A model that reads a borehole wall has seen exactly one borehole. That is the quiet limitation behind almost every successful image-log AI pilot: it works beautifully on the wells it was trained and validated on, and then a new well arrives from the next fault block over and the numbers sag. The geoscientist who watches this happen is right to be suspicious — but usually wrong about the cause. The architecture did not get worse. The data did. The new well is drawn from a slightly different distribution of textures, dips, and tool responses, and a detector tuned to the old distribution is now extrapolating. In machine-learning terms this is out-of-distribution generalisation; in subsurface terms it is the difference between a single-well predictor and a field tool. This whitepaper is about how we crossed that line — turning a per-well fracture and bedding detector into something that correlates a whole field — for a Middle East NOC / carbonate operator we partnered with, and why the engineering that mattered was geostatistical alignment rather than a heavier network. It draws on the same body of subsurface-AI work we have run with operators across the Middle East and the United States, but every number below is pinned to the one carbonate engagement where we built and validated the well-to-well pipeline end to end.

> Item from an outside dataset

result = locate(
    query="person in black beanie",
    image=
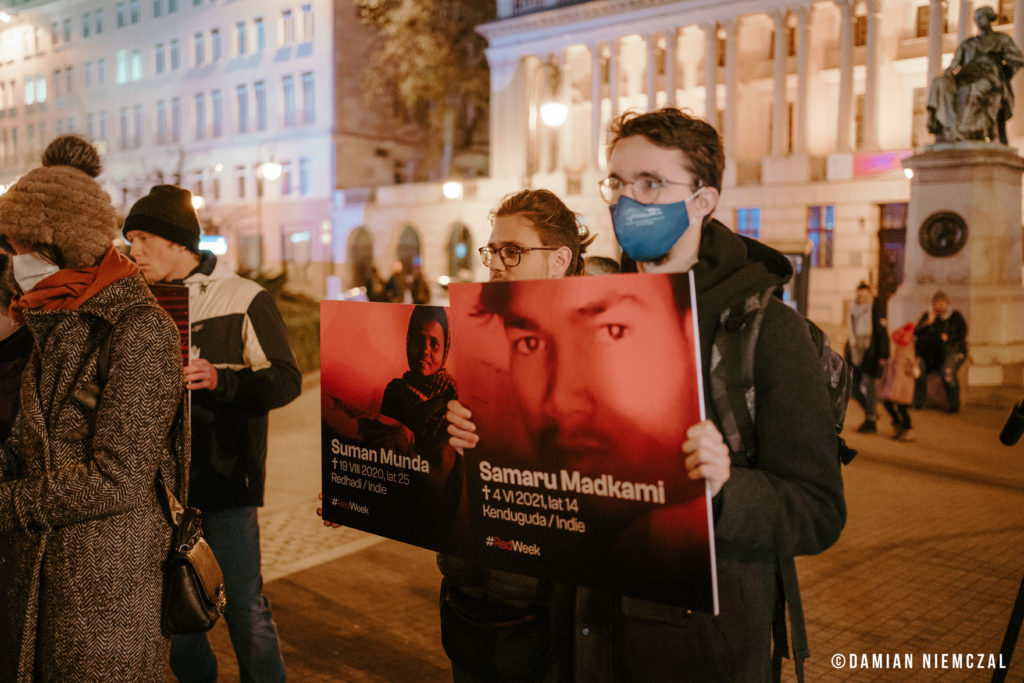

The detector is the easy half
Before a model can travel between wells it has to work on one. The supervised core here is a Detection-Transformer-derived computer-vision model that frames borehole-feature picking as end-to-end set prediction: a ResNet backbone reads a patch of the high-resolution borehole-image (micro-resistivity) log, a transformer encoder-decoder attends across it, and parallel heads classify each detected sinusoid as a fracture or a bedding plane and regress its depth, dip, and azimuth. There are no anchor boxes and no non-maximum suppression; the model emits a fixed set of object queries and a bipartite matching loss assigns them to ground-truth picks. This is the same architectural family we have described elsewhere, and on its own it is a genuinely strong picker — at a three-degree tolerance the model places dip correctly for the large majority of true positives, and that geometric fidelity is the raw material everything downstream depends on.
The accuracy ladder above is the foundation, and it is worth being precise about what it does and does not buy you. It tells you that on a well the model has effectively seen — same field, same tool, distribution it was trained against — the per-feature geometry is trustworthy at engineering tolerances. It tells you nothing about the well next door. A picker this good is still, architecturally, a function of one borehole's pixels. The interpretation it produces is a vertical strip of fractures and beddings at the wellbore and zero information one centimetre into the rock. To make it a field tool you have to do two things the detector cannot do by itself: turn its per-feature picks into a continuous signal that can be compared across wells, and then carry that signal through the rock between the wells. Neither is a modelling problem. Both are engineering.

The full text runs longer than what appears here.